14 DAY TRIAL // One of the security vulnerabilities that were fixed as part of the August 11 Patch Tuesday affects Windows 7, Windows 8.1, Windows 10, and several Windows Server versions, with Microsoft itself admitting it’s already seeing attacks happening in the wild.
It’s a spoofing vulnerability in the operating system and documented in CVE-2020-1464, with the company itself admitting that hackers could eventually be able to load improperly signed files with a successful exploit.
“A spoofing vulnerability exists when Windows incorrectly validates file signatures. An attacker who successfully exploited this vulnerability could bypass security features and load improperly signed files.
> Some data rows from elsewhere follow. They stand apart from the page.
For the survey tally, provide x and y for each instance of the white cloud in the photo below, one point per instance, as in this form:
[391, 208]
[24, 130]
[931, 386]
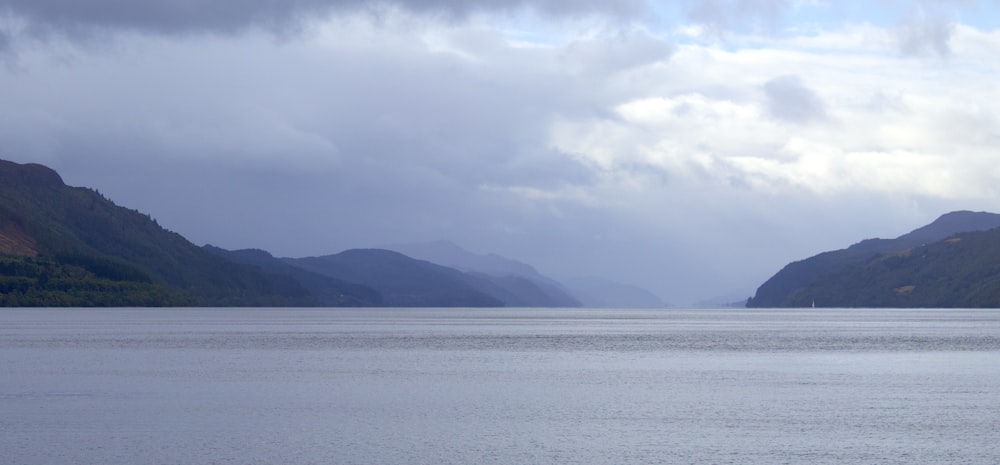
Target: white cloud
[577, 144]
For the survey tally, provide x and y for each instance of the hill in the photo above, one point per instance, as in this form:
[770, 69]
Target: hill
[943, 264]
[71, 246]
[326, 291]
[515, 283]
[402, 281]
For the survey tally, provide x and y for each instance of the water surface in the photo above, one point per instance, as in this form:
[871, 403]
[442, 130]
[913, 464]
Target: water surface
[463, 386]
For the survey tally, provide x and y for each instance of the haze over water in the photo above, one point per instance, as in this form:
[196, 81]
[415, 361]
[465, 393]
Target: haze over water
[504, 386]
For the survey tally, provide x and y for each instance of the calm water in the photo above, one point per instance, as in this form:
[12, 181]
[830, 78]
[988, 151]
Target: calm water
[208, 386]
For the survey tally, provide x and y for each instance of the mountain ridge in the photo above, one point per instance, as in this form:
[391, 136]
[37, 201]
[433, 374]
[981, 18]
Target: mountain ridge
[794, 283]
In an attack scenario, an attacker could bypass security features intended to prevent improperly signed files from being loaded,” Microsoft said.
And while the software giant confirmed that the bug was publicly disclosed and exploitation has already been detected, it looks like it was aware of its existence since 2018.
Windows 7 devices left exposed
KrebsOnSercurity reveals that the spoofing vulnerability was reported to Microsoft by Bernardo Quintero, the manager of VirusTotal, who confirmed that the company itself validated his findings.
“Microsoft has decided that it will not be fixing this issue in the current versions of Windows and agreed we are able to blog about this case and our findings publicly,” said in a blog post highlighted by the cited source.
Tal Be’ery, a security researcher and founder of KZen Networks, also points to evidence that the flaw was discovered in the summer of 2018 and somehow Microsoft decided to not patch it at that point.
Microsoft, on the other hand, sidestepped a question regarding the reasons for waiting until now for a patch. But the worse thing is that Microsoft not releasing a fix in 2018 and waiting until August 2020 to resolve the operating system flaw means Windows 7 devices, which themselves are exposed to attacks, are no longer getting the patch, as its support came to an end in January 2020.